Worth seeing: | for a striking and captivating central performance from Saoirse Ronan in a film that effectively captures her emotional quandaries |
Director: | John Crowley |
Featuring: | Saoirse Ronan, Domhnall Gleeson, Emory Cohen, Eva Birthistle, Jim Broadbent, Julie Walters |
Length: | 112 minutes |
Certificate: | 12A |
Country: | Canada, Ireland, UK |
Released: | 6th November 2015 |
WHAT’S IT ABOUT?
Set in the 1950s, it is about a young woman, Eilis (Saoirse Ronan), who leaves her small home town of Enniscorthy in Ireland to travel to Brooklyn, New York to forge a new life for herself.
There she falls in love with Tony (Emory Cohen), an Italian American plumber.
However when she is forced to return home following a family tragedy, she finds herself being sucked back into her old life.
As she begins to be courted by the eligible Jim (Domhnall Gleeson), she discovers she is torn between two men and two countries.
WHAT’S IT LIKE?
This is a gentle, gorgeous coming-of-age romantic drama which captures the pain of wanting to be in two places at once.
Nick Hornby’s adaptation of Colm Toibin’s best-selling novel is delightful and stirring, while beautiful and understated, like Toibin’s prose.
The director John Crowley wisely refuses to rush the action letting it unfold slowly in its own time, devoid of any melodrama.
Saoirse Ronan is striking and captivating as Eilis as she transforms from a shy and homesick Irish girl into a confident and sophisticated woman. She is totally bewitching on the screen and convincing in being torn between two men and her old life in Ireland and her new one in New York.
She meets her match in Emory Cohen, who is superb as the kind and mild-mannered Tony, a good man, who offers Eilis a stable yet exciting future. While Domhnall Gleeson plays the guy that every Irish girl in Enniscorthy dreams of landing. He is the local catch.
A solid supporting casting includes Jim Broadbent, as the warm-hearted Irish priest who welcomes Eilis to Brooklyn, finds her work in a department store and accommodation in a boarding house run by Julie Walters.

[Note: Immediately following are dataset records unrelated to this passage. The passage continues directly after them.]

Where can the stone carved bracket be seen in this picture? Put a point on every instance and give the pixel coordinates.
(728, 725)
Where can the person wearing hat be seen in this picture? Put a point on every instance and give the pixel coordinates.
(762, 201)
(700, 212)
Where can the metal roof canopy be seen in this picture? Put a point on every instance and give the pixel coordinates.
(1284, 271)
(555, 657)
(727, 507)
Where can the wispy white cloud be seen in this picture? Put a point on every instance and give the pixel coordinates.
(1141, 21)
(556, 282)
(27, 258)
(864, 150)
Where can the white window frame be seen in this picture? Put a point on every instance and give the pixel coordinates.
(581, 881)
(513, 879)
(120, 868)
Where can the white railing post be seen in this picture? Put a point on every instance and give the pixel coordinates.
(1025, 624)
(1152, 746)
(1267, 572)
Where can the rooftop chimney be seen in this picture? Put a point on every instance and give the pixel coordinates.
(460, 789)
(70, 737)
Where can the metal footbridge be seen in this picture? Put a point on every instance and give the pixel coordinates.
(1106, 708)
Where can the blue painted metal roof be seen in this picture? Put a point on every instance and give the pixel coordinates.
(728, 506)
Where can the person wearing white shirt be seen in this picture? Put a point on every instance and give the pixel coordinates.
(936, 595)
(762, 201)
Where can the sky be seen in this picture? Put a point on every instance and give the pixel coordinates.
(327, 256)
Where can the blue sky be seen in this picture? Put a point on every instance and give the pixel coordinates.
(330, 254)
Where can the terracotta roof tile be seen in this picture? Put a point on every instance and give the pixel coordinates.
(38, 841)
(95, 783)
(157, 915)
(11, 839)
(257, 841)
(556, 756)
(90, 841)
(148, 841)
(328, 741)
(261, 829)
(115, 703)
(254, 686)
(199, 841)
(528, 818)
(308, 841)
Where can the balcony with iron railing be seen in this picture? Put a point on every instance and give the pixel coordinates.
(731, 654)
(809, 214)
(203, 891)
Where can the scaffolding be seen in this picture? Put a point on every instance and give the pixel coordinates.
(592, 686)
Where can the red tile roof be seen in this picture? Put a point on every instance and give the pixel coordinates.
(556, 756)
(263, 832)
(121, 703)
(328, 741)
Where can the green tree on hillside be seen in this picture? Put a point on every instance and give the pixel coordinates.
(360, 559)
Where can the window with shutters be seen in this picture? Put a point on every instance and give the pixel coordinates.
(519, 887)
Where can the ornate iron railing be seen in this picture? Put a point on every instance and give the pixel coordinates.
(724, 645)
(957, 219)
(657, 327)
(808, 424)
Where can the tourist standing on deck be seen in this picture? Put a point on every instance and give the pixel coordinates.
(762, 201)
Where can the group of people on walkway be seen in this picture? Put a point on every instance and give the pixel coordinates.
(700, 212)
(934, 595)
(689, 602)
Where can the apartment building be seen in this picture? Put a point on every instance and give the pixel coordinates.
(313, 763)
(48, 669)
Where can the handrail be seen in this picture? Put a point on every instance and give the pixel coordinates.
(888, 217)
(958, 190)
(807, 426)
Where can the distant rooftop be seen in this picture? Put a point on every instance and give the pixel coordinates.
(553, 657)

Walters is in top comic form as the sharp witted Mrs Kehoe who keeps a watchful maternal eye over her female lodgers.
The film conveys quite realistically the claustrophobia and the lack of privacy of life in a small town where everyone knows each other’s business and everyone’s a critic; also the hardships of leaving home for the first time to move to a new country and continent, the fear of the unknown and the unrelenting homesickness which descends without warning.
Brooklyn is an exquisite, sumptuous and moving romantic drama, with flawless performances throughout, which is just a joy to watch.